Flagships for the Community

It was architect Neil Davis of Birmingham who gave this survey of high schools its title. When DesignAlabama sat down at the firm’s conference table in Birmingham to talk about renovations at McAdory High and plans for the new Trussville High, Davis said, “The design of high schools is so important because they serve as flagships for the community.” We feature five on the following pages.

The building housing McAdory High School has been playing that role since it was built in the late 1930s as a combined junior and senior high school for a then-isolated community in southwest Jefferson County. Its art-deco details were formed as part of the poured-in-place construction in a WPA project to create local jobs. Now the area is thriving with new development, and Davis Architects Inc. was commissioned to renovate and expand the school in keeping with the original. The result is splendid with original details preserved and extended.

Creating a new civic landmark for the City of Trussville northeast of Birmingham drove the Davis Architects’ design for Trussville High School, the first in a newly established local system. Located next to the headwaters of the Cahaba River, the four-story building itself is placed to protect the watershed with classroom wings and a full-height atrium looking out at the river’s wooded edge. Native stone and silver metal roofs found nearby in Cahaba Village, another WPA-era project, are incorporated into the architecture.

Fitting a massive new Jackson-Olin High School into Birmingham’s existing Ensley neighborhood was the challenge for architects Goodwyn, Mills & Cawood. Creating good urban frontage and architecture that manages to be both secure and open, they broke the mass down and located the most active parts of the school along the front with good visibility. The new school’s strong civic presence promises to boost an effort to stabilize and revive the area.
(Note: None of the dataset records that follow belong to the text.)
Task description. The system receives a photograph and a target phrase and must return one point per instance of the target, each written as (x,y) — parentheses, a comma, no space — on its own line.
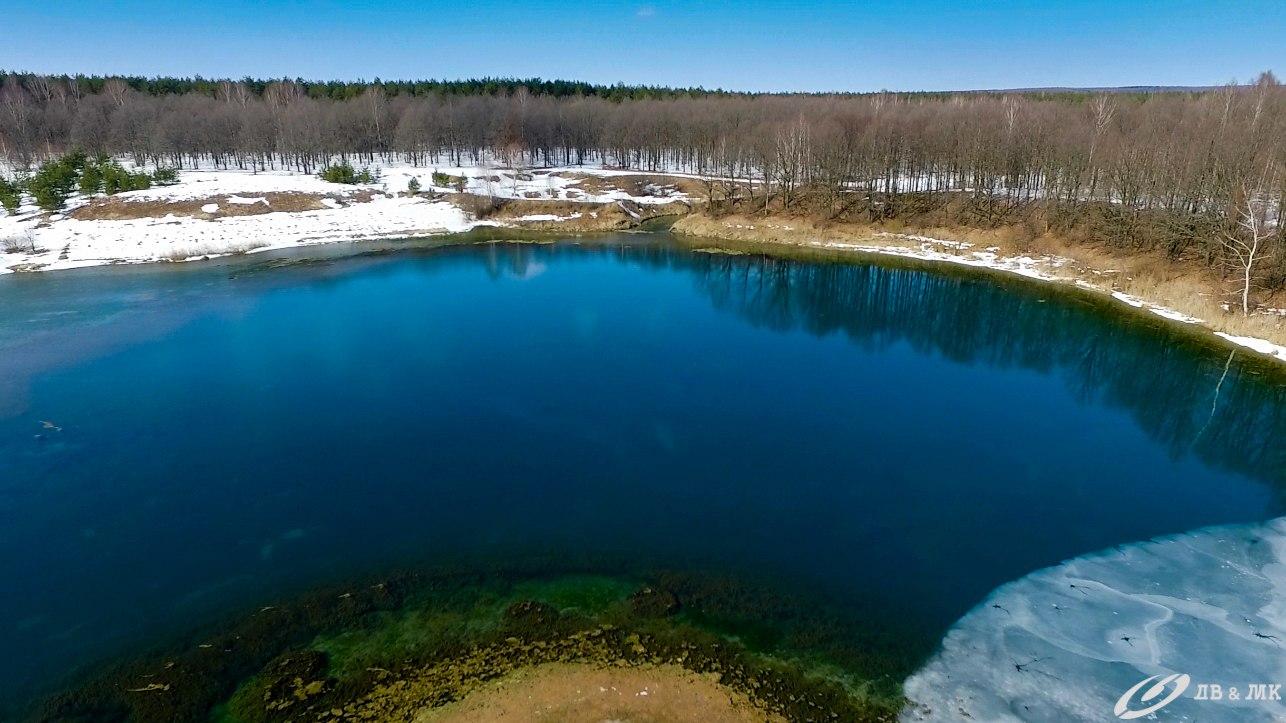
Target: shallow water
(899,436)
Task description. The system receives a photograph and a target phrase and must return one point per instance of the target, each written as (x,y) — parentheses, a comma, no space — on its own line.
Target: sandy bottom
(567,692)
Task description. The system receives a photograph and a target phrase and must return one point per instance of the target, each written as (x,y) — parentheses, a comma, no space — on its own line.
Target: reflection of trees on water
(1182,391)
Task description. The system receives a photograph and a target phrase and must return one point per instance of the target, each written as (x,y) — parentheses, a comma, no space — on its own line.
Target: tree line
(1186,174)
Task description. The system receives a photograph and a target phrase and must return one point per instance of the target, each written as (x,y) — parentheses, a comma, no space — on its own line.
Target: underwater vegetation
(386,649)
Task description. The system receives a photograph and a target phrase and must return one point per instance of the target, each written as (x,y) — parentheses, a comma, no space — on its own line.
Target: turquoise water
(904,438)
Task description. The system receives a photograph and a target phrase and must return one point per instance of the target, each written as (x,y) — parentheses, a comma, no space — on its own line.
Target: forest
(1192,174)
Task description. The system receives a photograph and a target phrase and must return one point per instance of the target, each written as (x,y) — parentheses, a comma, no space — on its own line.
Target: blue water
(230,431)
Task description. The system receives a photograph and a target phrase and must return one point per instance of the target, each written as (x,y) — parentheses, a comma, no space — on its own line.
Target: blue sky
(747,45)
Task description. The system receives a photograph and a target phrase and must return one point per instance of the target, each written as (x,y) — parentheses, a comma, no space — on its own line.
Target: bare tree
(1246,242)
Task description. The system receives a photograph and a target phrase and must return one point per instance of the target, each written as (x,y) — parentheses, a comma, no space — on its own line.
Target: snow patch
(1259,345)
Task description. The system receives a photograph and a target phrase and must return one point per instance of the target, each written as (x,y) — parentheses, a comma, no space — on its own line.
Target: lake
(179,441)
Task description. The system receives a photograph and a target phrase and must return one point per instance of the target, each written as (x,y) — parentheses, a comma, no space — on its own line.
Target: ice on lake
(1068,642)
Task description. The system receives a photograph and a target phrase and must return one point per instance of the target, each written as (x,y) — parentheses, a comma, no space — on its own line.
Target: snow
(66,242)
(1041,269)
(1065,643)
(547,218)
(1259,345)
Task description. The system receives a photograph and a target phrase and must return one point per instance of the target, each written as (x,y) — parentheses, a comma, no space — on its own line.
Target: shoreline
(1042,268)
(237,216)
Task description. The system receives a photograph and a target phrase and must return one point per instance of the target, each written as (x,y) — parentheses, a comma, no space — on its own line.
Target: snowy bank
(1071,642)
(214,212)
(909,246)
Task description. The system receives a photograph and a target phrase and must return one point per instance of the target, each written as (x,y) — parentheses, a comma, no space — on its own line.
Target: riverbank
(214,212)
(479,645)
(1174,295)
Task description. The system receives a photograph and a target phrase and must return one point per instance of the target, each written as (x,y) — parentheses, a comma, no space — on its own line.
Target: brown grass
(632,184)
(593,216)
(1185,286)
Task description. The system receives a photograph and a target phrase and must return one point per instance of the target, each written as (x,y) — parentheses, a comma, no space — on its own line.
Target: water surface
(904,438)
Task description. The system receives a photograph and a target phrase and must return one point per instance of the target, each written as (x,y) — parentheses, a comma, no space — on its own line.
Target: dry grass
(1185,286)
(592,216)
(116,209)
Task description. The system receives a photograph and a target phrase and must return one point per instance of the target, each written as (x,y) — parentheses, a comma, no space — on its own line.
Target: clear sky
(745,45)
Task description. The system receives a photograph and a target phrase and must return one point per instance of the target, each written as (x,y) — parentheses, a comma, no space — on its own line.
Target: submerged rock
(531,614)
(653,602)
Replacing three former high schools with a new Gadsden City High School was the task facing the joint-venture design team of Gadsden-based McElrath & Oliver, Architects and Cooper & Associates Architects. Harking back to the classical character of a long-lost high school, the Georgian-inspired buildings are ranged around a courtyard that separates academic wings from what is called a ‘venue wing’. The unified school has become an instant landmark along I-759 into town.

To make the most of a former municipal golf course site, Giattina Aycock Architecture Studio concentrated the core of the new Carver High School around a courtyard at the top of a ridge in a north Birmingham neighborhood with views across the treetops to the downtown skyline. Playing fields are ranged across the lower part of the site, keeping the open-space amenity intact for nearby residents.

These high schools are truly Flagships for the Community and a model for others.